Assessing cellulose dissolution efficiency in solvent systems based on a robust experimental quantification protocol and enthalpy data

Abstract

Abstract Dissolution of microcrystalline cellulose (MCC) in pure ionic liquids (ILs) and IL/dimethyl sulfoxide (DMSO) mixtures (mole fraction χDMSO = 0.2–0.9) was quantified using a specially constructed mechanical stirring system that allows reproducible agitation speed; temperature control, and minimum solution-air contact. The electrolytes employed were: 1-(n-butyl)-3-methylimidazolium acetate (C4MeIm AcO), 1-(methoxyethyl)-3-methylimidazolium acetate (C3OMeIm AcO), 1,8-diazabicyclo[5.4.0]undec-7-enium acetate (DBU AcO), tetramethylguanidinium acetate (TMG AcO), and tetra(n-butyl)ammonium fluoride hydrate (TBAF·xH2O). The effects on MCC dissolution of IL/DMSO composition, and temperature (50, 70°C) were studied. C4MeIm AcO and C4MeIm AcO/DMSO were more efficient solvents than their C3OMeIm AcO counterparts, due to “deactivation” of the ether oxygen of C3OMeIm AcO. MCC dissolution by C4MeIm AcO/DMSO was compared with DBU AcO/DMSO, TMG AcO/DMSO at χDMSO = 0.6, and TBAF·xH2O/DMSO at χDMSO = 0.95. The relative efficiency was (solutions in DMSO): C4MeIm AcO > C3OMeIm AcO > DBU AcO > TMG AcO > TBAF·xH2O. The efficiency of C4MeIm AcO relative to C3OMeIm AcO is due to higher solution basicity.
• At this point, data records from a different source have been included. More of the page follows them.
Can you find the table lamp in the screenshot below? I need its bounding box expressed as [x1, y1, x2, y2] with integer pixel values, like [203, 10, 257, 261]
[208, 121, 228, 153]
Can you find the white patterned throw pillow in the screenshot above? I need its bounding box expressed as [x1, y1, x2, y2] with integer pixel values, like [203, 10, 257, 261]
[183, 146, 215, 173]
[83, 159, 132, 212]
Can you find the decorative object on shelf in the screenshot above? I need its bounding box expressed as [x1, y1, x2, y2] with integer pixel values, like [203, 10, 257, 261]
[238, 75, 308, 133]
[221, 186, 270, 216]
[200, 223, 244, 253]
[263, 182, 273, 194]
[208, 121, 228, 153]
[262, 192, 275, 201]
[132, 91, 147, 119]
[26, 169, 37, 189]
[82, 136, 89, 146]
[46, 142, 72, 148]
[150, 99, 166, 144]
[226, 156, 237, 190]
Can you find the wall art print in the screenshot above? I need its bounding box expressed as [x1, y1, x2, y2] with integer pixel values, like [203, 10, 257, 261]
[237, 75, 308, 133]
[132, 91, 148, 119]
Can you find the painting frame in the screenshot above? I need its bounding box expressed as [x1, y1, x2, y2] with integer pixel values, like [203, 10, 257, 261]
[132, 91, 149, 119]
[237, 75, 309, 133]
Isothermal titration calorimetry was used to study cellobiose-solvent interactions. Except for TBAF·xH2O/DMSO, these interactions are exothermic; the relative solvent efficiency increases with increasing dissolution |enthalpy|. Using the mole fraction concentration scale to report cellulose dissolution avoids possible ambiguities.